Les artistes et les intellectuels sénégalais tiennent leur repaire avec la belle demeure aux coloris très charmants, sise sur l’île de Ngor. Cette dernière doit son existence à la clairvoyance et à la générosité de son propriétaire, l’artiste plasticien Abdoulaye Diallo (Berger de l’île de Ngor). Plongée dans un sanctuaire de la culture et de […]

Les artistes et les intellectuels sénégalais tiennent leur repaire avec la belle demeure aux coloris très charmants, sise sur l’île de Ngor. Cette dernière doit son existence à la clairvoyance et à la générosité de son propriétaire, l’artiste plasticien Abdoulaye Diallo (Berger de l’île de Ngor). Plongée dans un sanctuaire de la culture et de la pensée.

 

Sur le continent, de la plage de Ngor qui séduit par sa tenue relativement propre, on aperçoit les façades des flamboyantes bâtisses de l’île éponyme. Une vue pittoresque qui suggère un fascinant exotisme, accentué par les faisceaux lumineux du soleil levant. Il est presque 9 heures du matin, le vendredi 2 juillet. Le batelet blanc et bleu qui assure la desserte se présente à l’embarcadère. La destination : le Penc 1.9, un atelier et laboratoire pluridisciplinaire du plasticien autodidacte Abdoulaye Diallo, alias le Berger de l’île de Ngor. «Kër Pa Diallo» (Chez le vieux Diallo) est le nom de code pour l’équipage.

Le timonier met le moteur en branle et engage le large. Il n’aura en vrai qu’à parcourir quelque 600 mètres, en moins de cinq minutes. Habillés de gilets de sauvetage, les voyageurs de la traversée constatent parfois, avec amertume, quelques emballages en plastique qui flottent sur l’océan et écorchent quelque peu la poésie des flots. Cette tristesse ne prend pas le temps de se prononcer. La beauté de la vue et les petites gouttes marines instillant le corps prennent le dessus de la concentration. Sur l’eau, le tableau insulaire se dessine déjà nettement. Des fresques se font distinguer, ainsi que la fierté de jolis bâtiments.

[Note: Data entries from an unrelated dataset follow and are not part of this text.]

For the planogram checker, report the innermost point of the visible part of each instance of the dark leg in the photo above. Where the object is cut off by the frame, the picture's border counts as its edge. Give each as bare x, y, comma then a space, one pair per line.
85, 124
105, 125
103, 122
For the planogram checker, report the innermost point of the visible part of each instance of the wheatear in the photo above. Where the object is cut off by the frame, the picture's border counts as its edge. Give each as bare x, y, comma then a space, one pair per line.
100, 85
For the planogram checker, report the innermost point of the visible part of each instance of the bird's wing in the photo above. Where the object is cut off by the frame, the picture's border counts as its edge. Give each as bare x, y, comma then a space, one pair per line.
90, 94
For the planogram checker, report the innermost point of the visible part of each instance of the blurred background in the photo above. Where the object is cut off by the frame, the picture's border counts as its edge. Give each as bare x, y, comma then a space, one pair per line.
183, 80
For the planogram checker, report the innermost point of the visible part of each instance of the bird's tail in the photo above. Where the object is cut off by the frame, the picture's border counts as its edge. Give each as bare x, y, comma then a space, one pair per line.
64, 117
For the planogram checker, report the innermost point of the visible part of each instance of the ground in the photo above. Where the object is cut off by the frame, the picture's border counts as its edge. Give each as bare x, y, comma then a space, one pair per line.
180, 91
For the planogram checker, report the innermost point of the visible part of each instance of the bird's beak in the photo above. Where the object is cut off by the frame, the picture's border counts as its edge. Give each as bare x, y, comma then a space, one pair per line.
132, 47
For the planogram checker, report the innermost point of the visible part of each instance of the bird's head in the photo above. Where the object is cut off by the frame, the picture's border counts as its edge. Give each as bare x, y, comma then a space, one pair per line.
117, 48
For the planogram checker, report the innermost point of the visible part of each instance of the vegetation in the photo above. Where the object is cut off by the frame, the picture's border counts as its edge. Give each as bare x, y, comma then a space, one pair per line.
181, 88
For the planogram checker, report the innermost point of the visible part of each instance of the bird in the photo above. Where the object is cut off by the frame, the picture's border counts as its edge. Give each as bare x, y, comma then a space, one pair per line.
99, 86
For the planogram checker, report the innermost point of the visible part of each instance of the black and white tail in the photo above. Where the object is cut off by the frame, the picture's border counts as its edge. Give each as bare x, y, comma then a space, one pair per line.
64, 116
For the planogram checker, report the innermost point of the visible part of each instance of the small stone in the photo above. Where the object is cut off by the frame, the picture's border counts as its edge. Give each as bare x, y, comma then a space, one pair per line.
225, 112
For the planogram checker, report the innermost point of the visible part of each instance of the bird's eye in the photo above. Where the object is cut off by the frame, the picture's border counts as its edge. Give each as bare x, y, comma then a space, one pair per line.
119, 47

Au pied de la deuxième plage, une maison se cache telle une fille ingénue derrière les imposants dattiers de sa façade. Cette demeure semble de loin la plus anodine de ce cosmos, mais il en est pourtant la lumière. À la porte d’entrée, on voit un tissu blanc couvrir une forme de rectangle. C’est la plaque commémorative qui allait être dévoilée plus tard dans la journée, et sur laquelle il est inscrit : «Le Penc 1.9 / Atelier de lebergerdeliledengor a été inauguré par Son Excellence M. Stephan Röken, Ambassadeur de la République fédérale d’Allemagne au Sénégal.  Le 2 juillet 202». Le visiteur, une fois qu’il aura franchi le seuil, est accueilli par un festival de couleurs. Le carrelage se révèle, en soi, une mosaïque fort séduisante de tons bariolés.

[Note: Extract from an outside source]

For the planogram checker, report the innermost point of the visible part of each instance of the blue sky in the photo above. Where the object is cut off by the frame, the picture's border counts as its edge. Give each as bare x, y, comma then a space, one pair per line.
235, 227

La mer comme sentier du salut

À la droite du visiteur, une courette avec un jardin plutôt timide et un mobilier en fer. À sa gauche, à la grande terrasse du rez-de-chaussée, il est accueilli par le sourire de sagesse d’un Mandela très attendrissant. C’est à travers le grand tableau intitulé «Un Dur destin ou hommage à Nelson Rolihlahla Mandela», en 208 centimètres de hauteur et 340 centimètres de longueur. Une toile qui, par ailleurs, peut valablement servir de support en cours de sémiologie. Tout comme les composantes de toute l’œuvre du «Berger de l’île de Ngor». Toujours devant l’entrée principale des lieux, le visiteur se trouve face à une porte dogon en bois noir qui donne sur une salle d’exposition. Ici, l’on est frappé par la majesté des toiles qui décorent les cimaises.

«Afrique, Terre de la nouvelle humanité» (350 cm sur 220), «La Destruction / hommage aux victimes de Tombouctou» (145 cm sur 350), «Pas de captifs dans nos infinies profondeurs» (140 cm sur 270), «Les Demoiselles de Xurum Buki» (230 cm sur 157), «Quelle humanité pour demain ?» (245 cm sur 740 cm), entre autres. Le titre d’une des toiles de l’artiste, «Quelle humanité pour demain ?», et dont cette palette porte le propos, est maintenant la direction essentielle du travail d’Abdoulaye Diallo. Comme aime à le rappeler l’artiste-plasticien, il travaille exclusivement sur ce thème depuis quatre années. De plus, la dénomination Penc 1.9 est la transcription par le chiffre de ce thème. Dans la pièce attenante, plus petite, «Okhoo» et «Eukheu et Ou lou lou» font particulièrement sensation. Les pervers comme les puristes en ont pour leur bonheur.

Tout le rez-de-chaussée est baptisé «Espace Pr. Saliou Diongue». C’est à ce parrain qu’Abdoulaye Diallo doit son surnom «Le Berger de l’île de Ngor». Cet espace est étendu sur 600 mètres carrés de surface d’exposition, avec quatre chambres qui doivent servir de résidences d’artistes. En prenant les escaliers pour le premier étage, le visiteur admire les deux énormes toiles ornant les deux pans du patio. Les «Trois nécessités pour une émergence» (450 cm sur 272) toisent «Les Réapparitions» qui épouse les mêmes dimensions. Sur la seconde, on y voit le visage au regard lorgnant et poétique d’Abdoulaye Diallo, qui veille autant sur la femme bleue du tableau que sur le visiteur qui monte. Les sommets atteignent le pied du dernier étage.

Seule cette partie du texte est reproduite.